ちょっとだけ未来の話を出番のないあの娘で
「いやな? 最近、そらくんとシテへんなぁ……って」
「……おあえ?」
目の前のルームメイトの台詞が、彼女を言葉に詰まらせた。
脳の言語野を正しく行使できなかったその発言に注視することなく、ある意味での問題発言を口走った彼女、和泉亜子は憂鬱そうに言葉を続ける。
「最初にわたしのほうからがっつきすぎたんがいけなかったんかなぁ」
「へ、へぇ……」
「最近はアキラとか明日菜のほうが沢山シテるみたいやし」
「え、ほぇえ!?」
予想外の人物名がふつーに出てきて、さすがに許容の限界を迎える。
目がぐるぐると理解不能を示すかのように廻りだした佐々木まき絵を救助するかのごとく、明石裕奈が会話に参戦した。
「なになに何のはなしー?」
「ゆ、ゆーなー、亜子がシテなくてアキラがシテて最近とみにごぶさたで!」
「いや、わけわかんないから」
まき絵の話では要領を得ない、と視線を亜子へ傾ければ、
「いや、そらくんとシテへんなーって話をな」
「へー……、へぇあ!?」
絶賛混乱中のパッションピンクに引き続き、3-Aにて崇められる乳神様の一角も衛生兵筆頭に狙い撃たれた。

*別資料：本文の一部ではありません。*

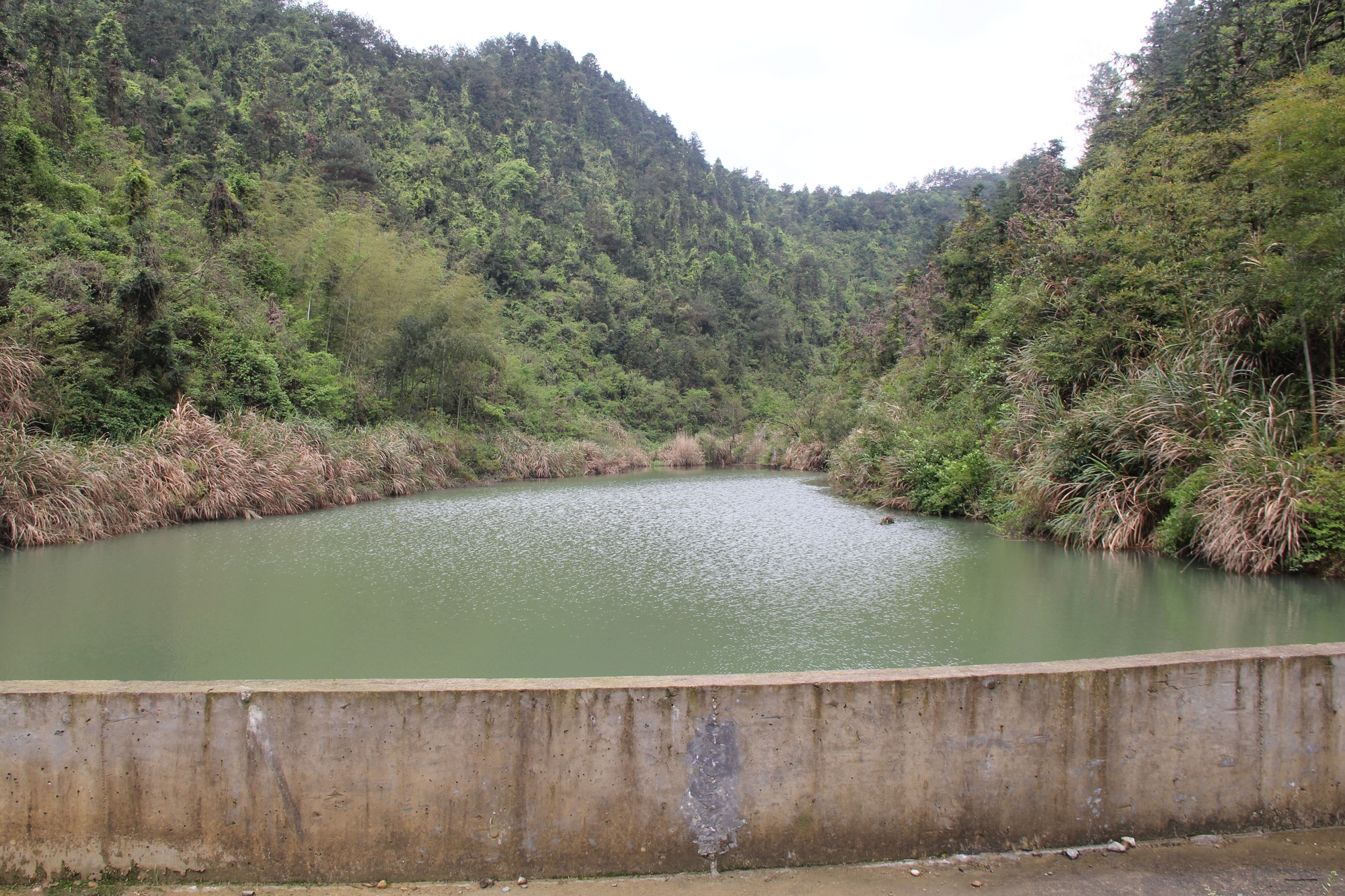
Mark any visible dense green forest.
[0,0,985,438]
[834,0,1345,575]
[0,0,1345,575]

己がよく『知ってる』名を縒りにも縒ってな会話の最中にその気もなく見出してしまい、流石の撃墜率一位も狼狽える。
「あ、でも一番シトるのはふーかとさよちゃんかな」
「聞き捨てならないんだけど!?」
× × × × ×
「そらっちのロリコーン!!!」
「いきなりなんだ人聞き悪ぃ!?」
扉をドバンと開け放ち、人聞きの悪い台詞で突撃してきたのは裕奈だった。
丁度その場にいたのは6号とエヴァ姉だったので、そう言われても言い逃れできないのが物悲しい。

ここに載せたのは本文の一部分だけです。